Los secretarios generales de las federaciones de industria de CC OO y UGT, Agustín Martín y Pedro Hojas, respectivamente, han aprobado el plan y han reclamado solidaridad con los 3.000 trabajadores de Nissan que previsiblemente perderán su empleo el próximo mes de diciembre, cuando la multinacional japonesa cierre sus instalaciones en Cataluña.

Isabell Büschel, responsable en España de la federación europea Transport & Environment, considera que el plan presentado este lunes “va en la buena dirección” al apostar por una “movilidad y unos empleos sostenibles”, informa Manuel Planelles. Su organización aplaude que las ayudas para vehículos eléctricos se hayan incrementado hasta los 100 millones de euros. Sin embargo, Büschel ha lamentado que el plan renove incluya ayudas para la compra de vehículos de combustión de gasolina y diésel. El Gobierno ha fijado un tope de 120 gramos de dióxido de carbono por kilómetro para poder acceder a esas ayudas, lo que deja fuera a muchos grandes todoterrenos, los denominados SUV. Sin embargo, Transport & Environment sostiene que el techo de esos 120 gramos abre la puerta a algunos SUV algo más pequeños, como el Arona de Seat o el Captur de Renault. “No es una señal buena”, apunta Büschel. Con este plan, Transport & Environment sitúa a España por detrás de Alemania y Francia, que han apostado claramente por los vehículos eléctricos en sus planes de apoyo al sector automovilístico.

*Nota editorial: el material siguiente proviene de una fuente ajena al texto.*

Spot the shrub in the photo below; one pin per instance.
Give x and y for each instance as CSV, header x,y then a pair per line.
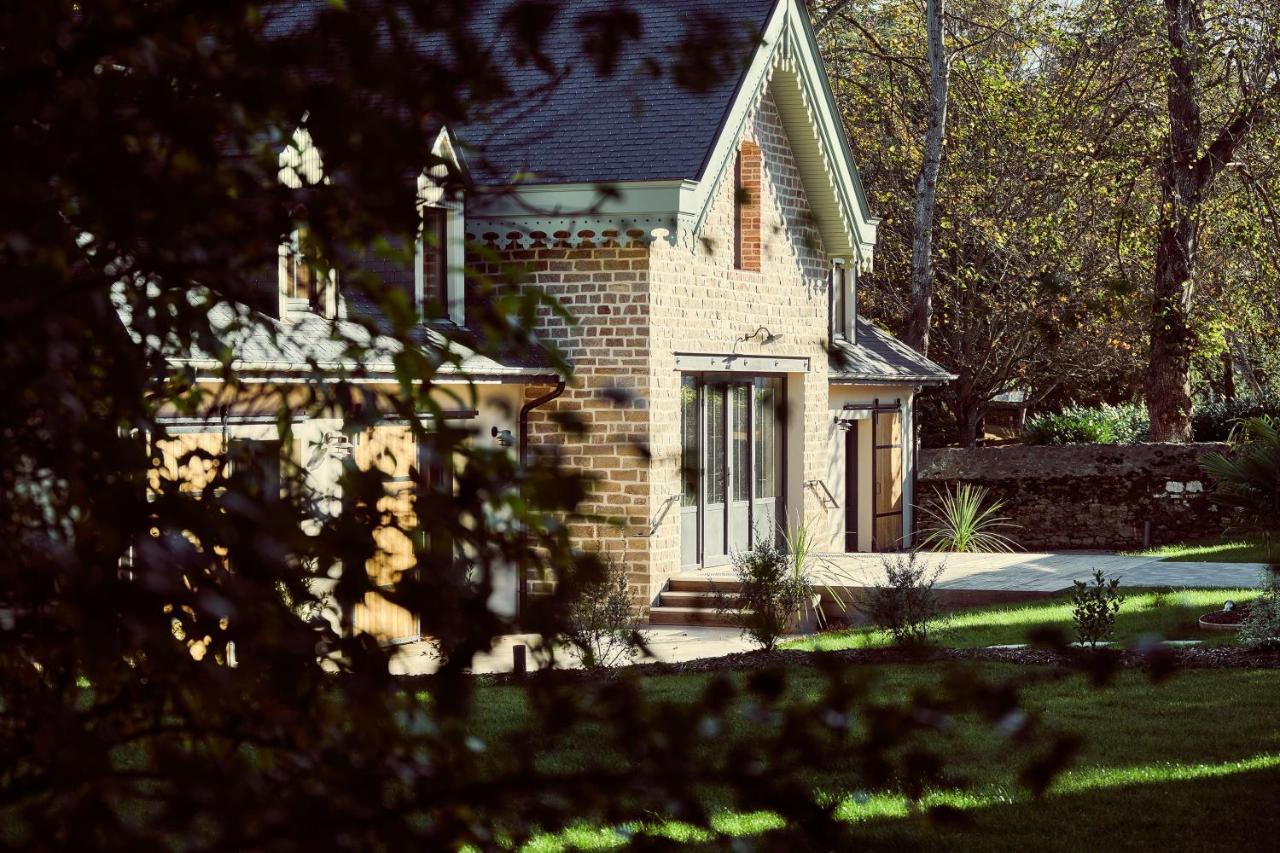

Büschel aplaude también que el Gobierno incentive la fabricación de baterías y fije objetivos de instalación de puntos de recarga, además de abrir la puerta a una reforma de la fiscalidad. Y critica que también se incluyan ayudas a los camiones y coches que usan gas natural.

Por su parte, Ecologistas en Acción se ha mostrado más crítico con la decisión de financiar la compra de coches de combustión. Y ha demandado que “el dinero público destinado al sistema de transporte y movilidad” se invierta “en medios sostenibles como infraestructuras y medidas que prioricen los desplazamientos a pie y en bicicleta y ayudas al transporte público”.